We Celebrate hi-fi+ Awards 2022
It's the combination of our Awards issue and the last issue of the year that makes it all but impossible not to be a little reflective, and while there is a lot to be extremely upbeat about in audio (at least the world is going in the right direction when it comes to music replay!), any such reflective moments can easily hit a sad note.
For me, one of the early defining moments in my audio story was listening to a system I thought remarkable... and just slightly out of my league at the time. Back in the 1980s, I auditioned a system that comprised a Nottingham Analogue turntable, a Croft Acoustics pre/power amplifier combo and a pair of ProAc Tablette loudspeakers. This was before I entered the audio industry, before I discovered the joys of 'Flat Earth'... just a guy looking to get some good sounds in his rented flat.
However, this was also one of those systems that ultimately set me on the career path I have followed for most of my working life. Even though I couldn't quite afford it, this was one of those systems that I just couldn't get out of my head.

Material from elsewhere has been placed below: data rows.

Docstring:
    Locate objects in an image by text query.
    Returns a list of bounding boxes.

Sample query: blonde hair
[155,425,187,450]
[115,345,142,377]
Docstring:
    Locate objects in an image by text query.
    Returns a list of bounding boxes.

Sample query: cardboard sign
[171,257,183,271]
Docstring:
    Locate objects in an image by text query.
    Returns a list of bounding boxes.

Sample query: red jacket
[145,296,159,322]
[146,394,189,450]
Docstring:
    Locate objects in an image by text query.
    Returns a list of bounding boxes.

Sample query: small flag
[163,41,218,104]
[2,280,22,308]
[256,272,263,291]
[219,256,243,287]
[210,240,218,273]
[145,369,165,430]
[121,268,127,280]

Tom Fletcher, the brains behind Nottingham Analogue, was the first to leave us, taken too soon back in 2010 after a long illness. Last year, Stewart Tyler of ProAc died and earlier this month, we were saddened to learn of the passing of Glenn Croft of Croft Acoustics early in November 2022. Even the store has gone!
Over my time in the industry, I met two out of these three unknowingly-influential people many times. Both Tom and Stewart were warm and friendly people and those who knew them miss them terribly. Glenn Croft, however, was famously reclusive, and even after more than 30 years in audio publishing, I never had the chance of thanking him for putting me on this eccentric journey through audio.

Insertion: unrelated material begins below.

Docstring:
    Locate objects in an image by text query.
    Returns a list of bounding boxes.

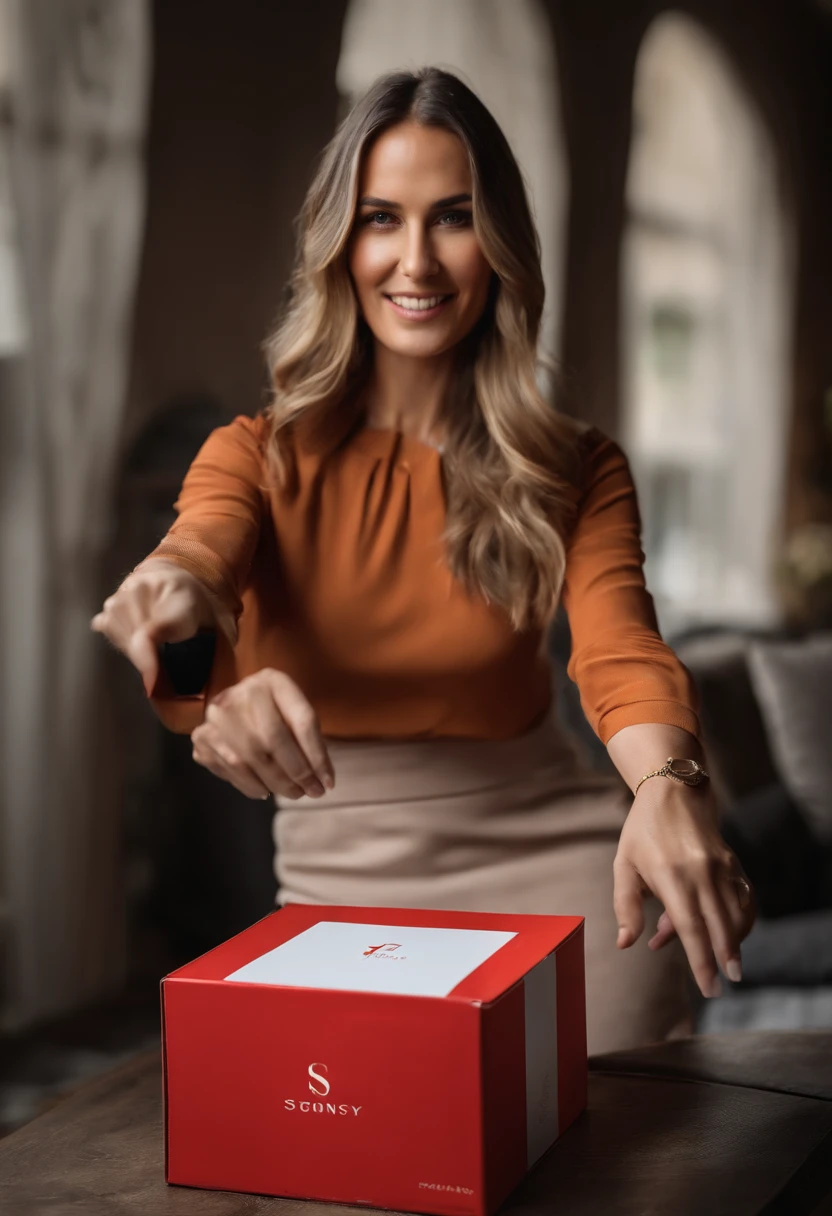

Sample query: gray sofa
[549,613,832,1033]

Of course, both Nottingham Analogue and ProAc live on, and the legacies of Tom and Stewart extend beyond the brands they built. During his long illness, Tom designed models for his friends and associates, and turntables like Pear Audio are the result. Also, many loudspeaker designers began their careers working for Stewart at ProAc or even Celef. Glenn's designs were more personal and hand-built, however, so it's unclear whether Croft Acoustics will live on, but in a very real way I hope so.
An Apology: In our last issue (213) we ran a feature, interviewing the legendary Steve Harley. This feature included two images made by the photographer Martin Bone. These were supplied by Steve Harley's publicist, but we failed to provide the correct attribution for these excellent images in our magazine. We would like to take this opportunity to apologize unreservedly to Martin Bone for failing to attribute these images in the magazine, and for any inconvenience or dismay this caused.